Um die gewaltsame Übernahme zu „legalisieren“ hatte die Lokalregierung von den Dorfbeamten und Parteimitgliedern verlangt, die Kirchengemeinde unter Druck zu setzen, eine „Einverständniserklärung zur Kirchenübergabe“ zu unterzeichnen. Bitter Winter hat Unterlagen und Texte ähnlicher „Einverständniserklärungen“ von Drei Selbst-Kirchen in Henan erhalten. Diese bestätigen, dass die KPCh das Prinzip der kostenlosen Zwangsschenkung von Kirchen häufig anwendet.
Um den Vorgang zu beschleunigen, wurde je ein Beamter damit beauftragt, eine Gruppe von sechs Gläubigen zu bearbeiten. Die Beamten setzten alle möglichen Drohungen und Einschüchterungen ein, um die Gemeindemitglieder zur Unterzeichnung der Einverständniserklärung zu bewegen. So drohten sie zum Beispiel mit Entzug der Pensionen oder Sozialhilfebezüge, der Verweigerung eines Wohnsitzeintrags (hukou) für Neugeborene oder einer Heiratsurkunde für Familienmitglieder und so weiter.
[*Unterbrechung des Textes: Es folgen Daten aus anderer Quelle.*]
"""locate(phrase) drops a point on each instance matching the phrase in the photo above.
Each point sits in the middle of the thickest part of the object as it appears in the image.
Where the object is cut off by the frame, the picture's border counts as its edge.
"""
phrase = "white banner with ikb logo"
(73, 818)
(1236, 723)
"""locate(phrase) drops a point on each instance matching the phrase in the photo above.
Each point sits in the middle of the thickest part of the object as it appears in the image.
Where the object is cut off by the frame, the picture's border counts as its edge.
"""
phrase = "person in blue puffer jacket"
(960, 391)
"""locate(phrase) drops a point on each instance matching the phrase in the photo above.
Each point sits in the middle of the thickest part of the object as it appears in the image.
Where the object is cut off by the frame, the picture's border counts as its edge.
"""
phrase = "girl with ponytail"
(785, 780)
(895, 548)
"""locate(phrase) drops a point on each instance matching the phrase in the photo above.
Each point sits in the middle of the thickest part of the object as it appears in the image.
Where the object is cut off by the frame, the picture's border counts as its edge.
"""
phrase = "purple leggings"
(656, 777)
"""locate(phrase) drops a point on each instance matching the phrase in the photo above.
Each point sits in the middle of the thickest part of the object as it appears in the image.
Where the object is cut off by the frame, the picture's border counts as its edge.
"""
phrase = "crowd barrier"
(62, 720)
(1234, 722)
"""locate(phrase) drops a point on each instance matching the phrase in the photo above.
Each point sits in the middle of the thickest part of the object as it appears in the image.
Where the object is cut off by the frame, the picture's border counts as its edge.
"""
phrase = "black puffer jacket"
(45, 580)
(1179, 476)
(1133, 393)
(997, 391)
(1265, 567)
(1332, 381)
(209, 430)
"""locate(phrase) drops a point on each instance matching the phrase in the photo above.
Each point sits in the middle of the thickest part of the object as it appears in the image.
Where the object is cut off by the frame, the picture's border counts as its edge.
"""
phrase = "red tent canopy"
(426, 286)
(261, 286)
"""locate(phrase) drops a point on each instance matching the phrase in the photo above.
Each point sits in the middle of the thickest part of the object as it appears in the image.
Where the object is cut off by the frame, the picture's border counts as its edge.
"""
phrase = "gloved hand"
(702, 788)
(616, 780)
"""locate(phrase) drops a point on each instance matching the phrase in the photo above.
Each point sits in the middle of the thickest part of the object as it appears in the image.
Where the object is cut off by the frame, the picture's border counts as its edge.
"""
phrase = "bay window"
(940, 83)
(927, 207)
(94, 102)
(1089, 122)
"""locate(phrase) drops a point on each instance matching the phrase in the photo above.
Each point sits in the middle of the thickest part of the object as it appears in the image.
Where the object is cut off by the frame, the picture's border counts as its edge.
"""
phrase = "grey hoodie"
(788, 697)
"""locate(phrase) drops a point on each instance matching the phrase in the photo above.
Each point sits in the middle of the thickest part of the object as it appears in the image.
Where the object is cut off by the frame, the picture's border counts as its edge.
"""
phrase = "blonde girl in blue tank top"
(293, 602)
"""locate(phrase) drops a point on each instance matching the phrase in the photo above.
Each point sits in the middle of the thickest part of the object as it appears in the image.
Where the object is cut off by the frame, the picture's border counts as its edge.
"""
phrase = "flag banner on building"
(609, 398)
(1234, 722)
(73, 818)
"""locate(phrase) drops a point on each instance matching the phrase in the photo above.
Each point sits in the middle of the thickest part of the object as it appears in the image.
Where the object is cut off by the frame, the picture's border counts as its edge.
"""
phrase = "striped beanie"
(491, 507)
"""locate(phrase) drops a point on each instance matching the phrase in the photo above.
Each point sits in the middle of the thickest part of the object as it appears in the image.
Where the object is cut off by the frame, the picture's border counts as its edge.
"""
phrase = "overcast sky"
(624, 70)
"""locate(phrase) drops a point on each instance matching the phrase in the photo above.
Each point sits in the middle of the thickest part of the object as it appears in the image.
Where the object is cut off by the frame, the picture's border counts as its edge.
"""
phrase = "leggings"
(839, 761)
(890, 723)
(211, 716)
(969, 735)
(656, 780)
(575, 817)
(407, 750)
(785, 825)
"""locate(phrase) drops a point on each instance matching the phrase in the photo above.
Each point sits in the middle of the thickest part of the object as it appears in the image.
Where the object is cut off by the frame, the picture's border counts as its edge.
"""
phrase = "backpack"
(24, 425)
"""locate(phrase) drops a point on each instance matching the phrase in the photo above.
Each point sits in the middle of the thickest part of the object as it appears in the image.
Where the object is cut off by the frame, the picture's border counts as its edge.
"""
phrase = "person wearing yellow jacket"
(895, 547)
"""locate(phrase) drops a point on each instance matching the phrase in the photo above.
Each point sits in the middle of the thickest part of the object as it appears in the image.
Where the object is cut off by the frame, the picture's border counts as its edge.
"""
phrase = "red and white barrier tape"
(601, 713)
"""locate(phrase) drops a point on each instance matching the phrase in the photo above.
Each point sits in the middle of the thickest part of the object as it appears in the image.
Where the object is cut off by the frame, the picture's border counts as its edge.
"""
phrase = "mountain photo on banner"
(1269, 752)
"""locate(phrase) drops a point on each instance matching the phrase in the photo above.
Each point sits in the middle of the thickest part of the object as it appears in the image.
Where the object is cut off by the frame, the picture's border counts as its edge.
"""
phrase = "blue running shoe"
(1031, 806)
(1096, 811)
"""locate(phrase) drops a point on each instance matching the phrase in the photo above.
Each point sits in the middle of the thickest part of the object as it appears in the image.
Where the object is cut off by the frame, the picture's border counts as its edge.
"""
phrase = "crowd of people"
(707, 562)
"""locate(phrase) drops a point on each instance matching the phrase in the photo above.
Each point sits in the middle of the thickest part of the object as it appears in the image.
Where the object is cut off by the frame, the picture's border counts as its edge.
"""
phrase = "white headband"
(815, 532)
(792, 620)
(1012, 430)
Am 27. Mai veröffentlichten Dorfbeamte eine Bekanntmachung, welcher zufolge drei Gläubige die Einverständniserklärung nicht unterzeichnet hätten. Aus diesem Grund seien ihnen ihre Pensionen, ihre staatliche Unterstützung, ihre Mindestsozialhilfe und jegliche anderen Sozialhilfen gestrichen worden.
Der vollständige Text der Bekanntmachung lautet: „Angesichts der Tatsache, dass drei Haushalte in unserem Dorf nicht der Regierungsanforderung Folge geleistet haben, nach der die Kirche umgewandelt werden soll, und sich geweigert haben, die Einverständniserklärung zur Umwandlung der Kirche zu unterzeichnen, haben die Zwei Komitees des Dorfes [das Komitee des Parteizweigs und das Dorfkomitee] im Einklang mit den übergeordneten Behörden folgende Entscheidung bezüglich dieser drei Haushalte und ihrer Familienmitglieder getroffen: Erstens – sie erhalten keine staatliche Mindestsozialhilfe mehr und auch keine Zuwendungen bezüglich der „Fünf Garantien“ [einer Sozialhilfeunterstützung für Haushalte mit niedrigem Einkommen]. Zweitens – sie erhalten keine staatliche Anwohner-Unterstützung mehr für Gas; so müssen sie zum Beispiel die volle Gebühr von 4100 Renminbi [ungefähr 520 Euro] zahlen, damit ihre Häuser an die Gasversorgung angeschlossen werden. Drittens – sie werden keine Unterstützung mehr erhalten, die allgemein vom Dorf [der Regierung] gewährt wird. Viertens – Das Dorfkomitee wird für Mitglieder dieser Familie verschiedene Urkunden nicht mehr ausstellen. Dorf Niuwangmiao, den 27. Mai 2019.
Am gleichen Abend, an dem die Bekanntmachung veröffentlicht wurde, wurde der Schwiegertochter von einem der Gläubigen, der seine Unterschrift verweigert hatte, das Anrecht auf staatliche Unterstützung für ihre Ausgaben für Gas entzogen.
Unter dem zunehmenden Druck der Beamten und ihrer Familien sahen sich die Gläubigen zur Unterschrift unter die Einverständniserklärung gezwungen.
Die Kirchenverantwortliche weigerte sich trotz aller Drohungen und Ultimaten – doch dessen ungeachtet ist die Kirche mittlerweile unter vollständiger staatlicher Kontrolle.